Two years on from the events in Wee Free Men, Tiffany Aching is ready for her witch training. With uncomfortable new boots on her feet, and her First, Second and Third Thoughts in her head she leaves her home on The Chalk to be apprenticed to a Miss Level in the mountains, a witch who has more than a split personality. Tiffany has some all-too-familiar growing up problems, like run-ins with other young witches-to-be. But she is also about to have have a big problem: the aeons-old entity that's waiting to take over her brain (and has done so to countless other brains before).
Tiffany has the help of the greatest witch in the land, Mistress Weatherwax. More dubiously, though, she's also being protected by the Nac Mac Feegle, the 6" tall, blue-skinned, red-haired, all-drinking, all-fighting all-cattle-rustling wee folk (aka Pictsies).
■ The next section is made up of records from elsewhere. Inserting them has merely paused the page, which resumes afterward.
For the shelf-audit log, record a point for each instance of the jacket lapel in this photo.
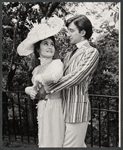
(77, 53)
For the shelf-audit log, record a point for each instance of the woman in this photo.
(50, 114)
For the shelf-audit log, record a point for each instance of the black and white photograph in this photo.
(61, 74)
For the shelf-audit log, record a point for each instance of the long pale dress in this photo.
(50, 113)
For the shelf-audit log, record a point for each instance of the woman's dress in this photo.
(49, 112)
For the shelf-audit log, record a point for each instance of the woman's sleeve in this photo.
(53, 72)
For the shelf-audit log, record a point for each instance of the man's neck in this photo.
(81, 43)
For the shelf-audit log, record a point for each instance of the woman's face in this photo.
(47, 48)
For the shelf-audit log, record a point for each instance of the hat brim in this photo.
(40, 32)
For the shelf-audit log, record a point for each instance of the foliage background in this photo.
(17, 20)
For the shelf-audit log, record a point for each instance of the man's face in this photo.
(75, 36)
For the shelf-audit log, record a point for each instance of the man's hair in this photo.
(82, 23)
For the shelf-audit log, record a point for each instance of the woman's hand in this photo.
(31, 92)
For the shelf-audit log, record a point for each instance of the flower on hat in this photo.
(48, 27)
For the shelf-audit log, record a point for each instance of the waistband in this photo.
(48, 96)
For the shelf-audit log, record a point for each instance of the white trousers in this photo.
(75, 134)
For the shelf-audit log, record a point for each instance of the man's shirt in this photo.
(74, 84)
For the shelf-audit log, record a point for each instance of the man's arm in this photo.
(85, 67)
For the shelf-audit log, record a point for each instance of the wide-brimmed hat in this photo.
(48, 27)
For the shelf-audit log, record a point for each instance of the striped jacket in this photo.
(74, 84)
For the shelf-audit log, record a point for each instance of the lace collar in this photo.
(44, 61)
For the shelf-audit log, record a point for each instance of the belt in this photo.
(45, 97)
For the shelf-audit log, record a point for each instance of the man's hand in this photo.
(31, 92)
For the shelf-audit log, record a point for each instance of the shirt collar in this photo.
(80, 44)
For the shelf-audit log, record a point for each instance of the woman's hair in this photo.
(37, 46)
(36, 61)
(82, 23)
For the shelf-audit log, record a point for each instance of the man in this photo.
(79, 68)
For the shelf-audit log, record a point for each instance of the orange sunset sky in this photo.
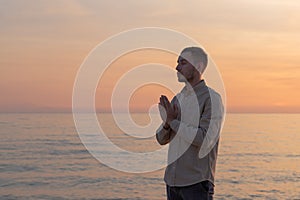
(255, 44)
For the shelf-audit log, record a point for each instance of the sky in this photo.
(255, 45)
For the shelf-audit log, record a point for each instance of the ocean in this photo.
(42, 157)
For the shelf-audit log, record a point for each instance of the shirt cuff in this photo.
(174, 124)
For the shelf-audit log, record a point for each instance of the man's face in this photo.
(185, 70)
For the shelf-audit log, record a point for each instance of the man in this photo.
(191, 125)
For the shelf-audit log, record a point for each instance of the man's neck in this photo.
(193, 83)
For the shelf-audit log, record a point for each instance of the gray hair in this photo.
(198, 55)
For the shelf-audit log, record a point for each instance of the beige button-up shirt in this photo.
(193, 137)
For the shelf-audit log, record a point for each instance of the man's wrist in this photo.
(166, 126)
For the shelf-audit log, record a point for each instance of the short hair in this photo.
(198, 55)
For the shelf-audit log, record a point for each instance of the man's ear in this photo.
(200, 67)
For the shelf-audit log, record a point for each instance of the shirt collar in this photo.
(198, 88)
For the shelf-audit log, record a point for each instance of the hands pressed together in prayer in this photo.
(167, 111)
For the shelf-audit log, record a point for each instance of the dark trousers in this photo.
(199, 191)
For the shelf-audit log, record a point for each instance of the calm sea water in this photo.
(42, 157)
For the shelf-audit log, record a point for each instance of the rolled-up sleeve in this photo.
(163, 136)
This report prepared by Marina Thonus
HarperCollins, Jun 2004, 16.99, 278 pp.
Eleven-year-old Tiffany Aching leaves the Chalk and her friends, the six-inch Nac Mac Feegle, to apprentice as a witch. Saying goodbye to Granny Aching was hard and departing from her Wee Free Men pals (at least her buddies when the Nac Mac Feegle are not drunk) is not easy, but service at her advanced age is expected. So though her parents are fooled as to whom she will work for, Tiffany leaves with Miss Tick to begin her training.
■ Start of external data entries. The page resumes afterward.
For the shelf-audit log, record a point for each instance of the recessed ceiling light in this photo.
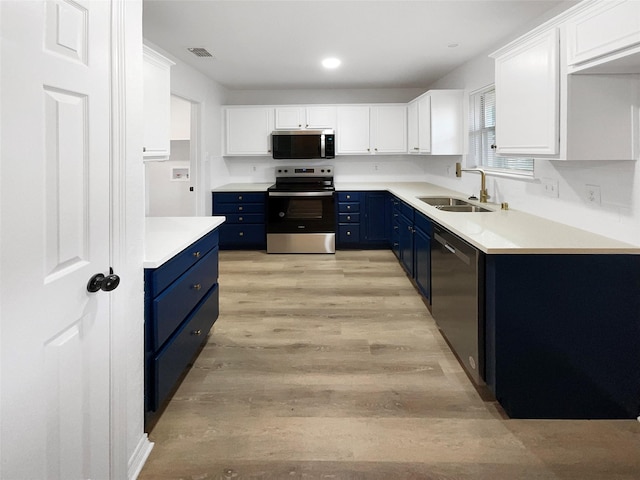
(331, 63)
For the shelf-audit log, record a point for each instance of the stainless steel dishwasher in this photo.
(457, 289)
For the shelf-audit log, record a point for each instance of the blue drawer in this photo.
(245, 218)
(243, 236)
(423, 223)
(171, 307)
(156, 280)
(349, 196)
(169, 364)
(348, 207)
(407, 211)
(239, 197)
(349, 233)
(225, 208)
(349, 218)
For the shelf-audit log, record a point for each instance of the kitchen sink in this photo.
(462, 208)
(450, 204)
(443, 201)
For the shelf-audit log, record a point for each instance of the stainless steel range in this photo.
(301, 211)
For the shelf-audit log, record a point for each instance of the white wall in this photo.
(295, 97)
(616, 217)
(366, 168)
(190, 84)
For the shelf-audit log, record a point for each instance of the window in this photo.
(482, 135)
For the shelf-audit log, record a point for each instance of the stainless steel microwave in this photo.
(303, 144)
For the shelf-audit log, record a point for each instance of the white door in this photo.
(54, 221)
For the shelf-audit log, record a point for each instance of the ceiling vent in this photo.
(200, 52)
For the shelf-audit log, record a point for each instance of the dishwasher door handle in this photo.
(452, 249)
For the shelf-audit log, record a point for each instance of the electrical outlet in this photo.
(593, 194)
(550, 187)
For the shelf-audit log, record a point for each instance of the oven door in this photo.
(301, 222)
(301, 212)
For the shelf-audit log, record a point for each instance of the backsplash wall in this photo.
(366, 168)
(617, 216)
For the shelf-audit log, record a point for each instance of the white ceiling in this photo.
(382, 44)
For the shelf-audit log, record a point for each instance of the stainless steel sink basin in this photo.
(450, 204)
(443, 201)
(462, 208)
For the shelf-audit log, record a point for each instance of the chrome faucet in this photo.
(484, 195)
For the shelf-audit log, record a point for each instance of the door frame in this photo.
(129, 445)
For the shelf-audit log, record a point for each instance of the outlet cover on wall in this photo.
(550, 187)
(592, 193)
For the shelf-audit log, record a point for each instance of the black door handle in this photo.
(102, 282)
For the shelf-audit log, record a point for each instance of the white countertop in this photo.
(244, 187)
(498, 232)
(167, 236)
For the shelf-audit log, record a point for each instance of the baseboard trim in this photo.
(139, 457)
Unlike when she was young and immature, Tiffany as she enters adolescence has become aware of her looks. This attentiveness to her outer beauty makes her prone to attack from terrible beings. The hiver, a being that seeks out the potentially powerful by stealing control of the host's mind until the victim dies, sees Tiffany as a perfect lodging locale. The parasite begins the pre-occupation and occupation with only Nac Mac Feegle to try to rescue his young pal.
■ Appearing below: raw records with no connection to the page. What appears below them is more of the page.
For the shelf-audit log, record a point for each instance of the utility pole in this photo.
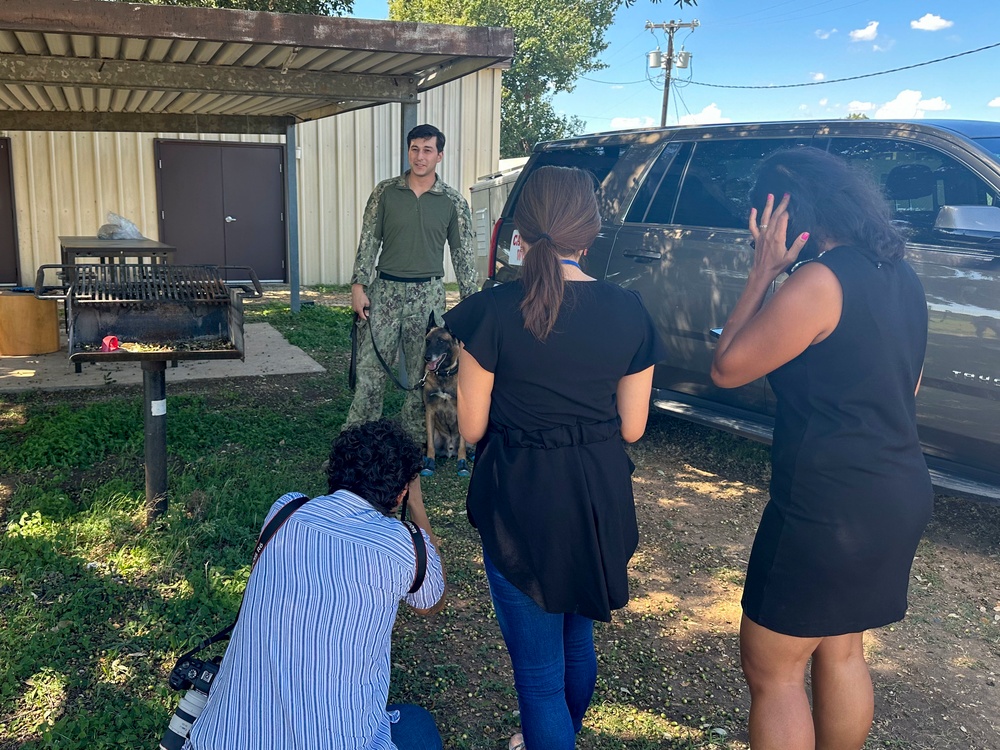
(667, 63)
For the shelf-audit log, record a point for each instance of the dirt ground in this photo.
(699, 495)
(935, 673)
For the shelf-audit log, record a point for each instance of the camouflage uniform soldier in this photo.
(409, 218)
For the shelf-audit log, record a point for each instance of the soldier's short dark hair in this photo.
(426, 131)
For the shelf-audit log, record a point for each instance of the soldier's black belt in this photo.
(418, 280)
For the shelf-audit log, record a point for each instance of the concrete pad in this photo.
(267, 353)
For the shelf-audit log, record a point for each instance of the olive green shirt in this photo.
(411, 232)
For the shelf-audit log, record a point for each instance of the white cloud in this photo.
(710, 114)
(908, 104)
(867, 34)
(626, 123)
(930, 22)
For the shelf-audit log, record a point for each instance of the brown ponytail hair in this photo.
(557, 217)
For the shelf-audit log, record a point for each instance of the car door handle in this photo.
(642, 254)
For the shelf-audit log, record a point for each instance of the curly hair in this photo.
(829, 199)
(374, 460)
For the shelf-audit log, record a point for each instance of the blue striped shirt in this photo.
(308, 663)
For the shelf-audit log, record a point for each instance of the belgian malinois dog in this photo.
(441, 399)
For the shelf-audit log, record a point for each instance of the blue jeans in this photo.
(415, 729)
(555, 667)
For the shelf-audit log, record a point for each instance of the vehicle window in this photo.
(616, 169)
(916, 179)
(990, 144)
(654, 203)
(717, 182)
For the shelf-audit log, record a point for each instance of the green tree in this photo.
(313, 7)
(555, 42)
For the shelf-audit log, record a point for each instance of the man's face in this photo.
(424, 156)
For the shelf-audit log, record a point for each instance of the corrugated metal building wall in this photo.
(66, 182)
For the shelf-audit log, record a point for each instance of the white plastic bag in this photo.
(118, 228)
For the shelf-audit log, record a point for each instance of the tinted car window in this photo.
(990, 144)
(916, 179)
(616, 168)
(718, 179)
(654, 203)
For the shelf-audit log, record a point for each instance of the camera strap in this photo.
(420, 548)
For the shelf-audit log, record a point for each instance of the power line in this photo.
(851, 78)
(611, 83)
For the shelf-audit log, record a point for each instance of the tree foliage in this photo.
(555, 42)
(313, 7)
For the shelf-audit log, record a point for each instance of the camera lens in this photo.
(190, 708)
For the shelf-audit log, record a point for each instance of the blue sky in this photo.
(780, 42)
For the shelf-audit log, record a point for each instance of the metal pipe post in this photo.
(154, 404)
(292, 214)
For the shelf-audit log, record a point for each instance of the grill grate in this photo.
(118, 282)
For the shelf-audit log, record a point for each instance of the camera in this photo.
(195, 676)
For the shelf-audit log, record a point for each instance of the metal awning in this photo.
(94, 65)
The story line makes it clear that to find one's full self, one must accept flaws, blemishes, and foibles; not an easy task in a youthful beauty is best society. Tiffany and Nac Mac are terrific characters though they be inane at times and the hiver is as vile a villain as there is. A HAT FULL OF SKY is amusing, but though nutty, the plot never loses sight of the key underlying message while entertaining the author's vast universe of fans.